Никого постороннего в номере не было, ни с кем по телефону не говорил. Данные наружного наблюдения подтверждены с базы телеметристами. Так что никаких сомнений.
— Все, до связи, — проговорил Егоров и отключил селектор.
— Продолжим, — предложил Профессор. — Салахов. Что же все-таки с ним случилось?
— Второй день ломаю над этим голову и не могу понять, — признался Егоров. — Был найден мертвым в редакторской комнате телецентра. Сломана шея. По заключению судмедэксперта, очень необычным и профессиональным приемом. Смерть наступила мгновенно. Ориентировочно между семнадцатью и семнадцатью сорока. Минут без пяти семнадцать ведущий Чемоданов вышел из редакторской и направился к проходной, чтобы встретить Мазура. Он опаздывал на передачу в прямом эфире. Передача началась в семнадцать двадцать и закончилась в семнадцать сорок одну. Вместе с Мазуром он пришел из студии в редакторскую, и тут все и обнаружилось.

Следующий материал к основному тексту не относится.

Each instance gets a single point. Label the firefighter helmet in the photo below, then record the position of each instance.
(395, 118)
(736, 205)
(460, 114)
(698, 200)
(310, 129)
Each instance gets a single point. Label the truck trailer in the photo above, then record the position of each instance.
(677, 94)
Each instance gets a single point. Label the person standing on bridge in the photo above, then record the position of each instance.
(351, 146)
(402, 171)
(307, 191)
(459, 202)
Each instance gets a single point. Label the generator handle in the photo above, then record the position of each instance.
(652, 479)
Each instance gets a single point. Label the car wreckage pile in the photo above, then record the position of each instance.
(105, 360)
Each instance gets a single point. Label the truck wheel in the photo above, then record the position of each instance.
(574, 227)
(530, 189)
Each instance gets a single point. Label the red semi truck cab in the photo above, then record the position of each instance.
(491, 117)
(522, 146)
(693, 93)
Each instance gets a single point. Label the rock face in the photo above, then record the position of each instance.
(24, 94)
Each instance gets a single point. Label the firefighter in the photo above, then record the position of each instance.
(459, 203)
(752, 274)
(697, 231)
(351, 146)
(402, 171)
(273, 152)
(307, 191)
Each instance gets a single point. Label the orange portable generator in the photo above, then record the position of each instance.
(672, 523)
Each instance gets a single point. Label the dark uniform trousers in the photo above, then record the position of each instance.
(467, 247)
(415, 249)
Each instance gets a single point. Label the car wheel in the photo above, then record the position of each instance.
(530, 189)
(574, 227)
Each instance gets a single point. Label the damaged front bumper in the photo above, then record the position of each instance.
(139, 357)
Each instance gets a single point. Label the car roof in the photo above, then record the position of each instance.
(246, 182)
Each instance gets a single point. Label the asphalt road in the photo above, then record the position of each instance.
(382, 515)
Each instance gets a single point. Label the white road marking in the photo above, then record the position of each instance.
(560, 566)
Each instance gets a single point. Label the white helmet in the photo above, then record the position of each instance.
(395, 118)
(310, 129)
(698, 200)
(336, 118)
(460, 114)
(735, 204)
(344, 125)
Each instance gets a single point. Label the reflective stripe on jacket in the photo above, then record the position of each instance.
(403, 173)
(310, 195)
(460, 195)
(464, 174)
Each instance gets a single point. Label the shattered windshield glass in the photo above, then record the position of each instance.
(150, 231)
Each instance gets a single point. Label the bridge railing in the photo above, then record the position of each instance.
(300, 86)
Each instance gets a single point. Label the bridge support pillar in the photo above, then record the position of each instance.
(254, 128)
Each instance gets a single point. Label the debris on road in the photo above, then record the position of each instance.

— Подробнее. Что? — уточнил Профессор.
— Я не был на осмотре места происшествия с оперативниками. Это привлекло бы ко мне ненужное внимание. Но позже ознакомился и с местом происшествия, и со всеми материалами уголовного розыска. Оперативники в полном недоумении. В полу обнаружено восемь отверстий от пистолетных пуль калибра 9 миллиметров, найдено столько же гильз, плюс пустая обойма. Но нет никаких признаков того, что кто-то этими выстрелами был ранен. Ни капли крови, ничего. Не обнаружено самого пистолета. Можно предположить, что Салахов пытался защищаться, но нападавший оказался проворнее.
— И намного, — заметил Профессор.
— На порядок, — подтвердил Егоров. — Это притом, что Салахов был настоящим профессионалом.
— Он не выполнил задания.
— Да. Для нас это самое неприятное. Нейтрализация Мазура и Чемоданова могла решить все наши проблемы уже сегодня. Я не отношу себя к людям, которые склонны свои ошибки перекладывать на других, но здесь мне не в чем себя обвинить. Вся схема была продумана и просчитана: либо Мазура нейтрализует Кэп, либо Салахов.
— Это было сильное и острое решение, — проговорил Профессор. — Поэтому я и сказал вам однажды, что вы хорошо, на современном уровне, умеете думать. У меня другая школа. Но все, что произошло, заставляет меня усомниться в эффективности новых методов. Слишком часто они зависят от случайности. Слишком часто. Как и на этот раз. Вы сказали, что Салахов изъял пистолет Пастухова из камеры хранения на автовокзале?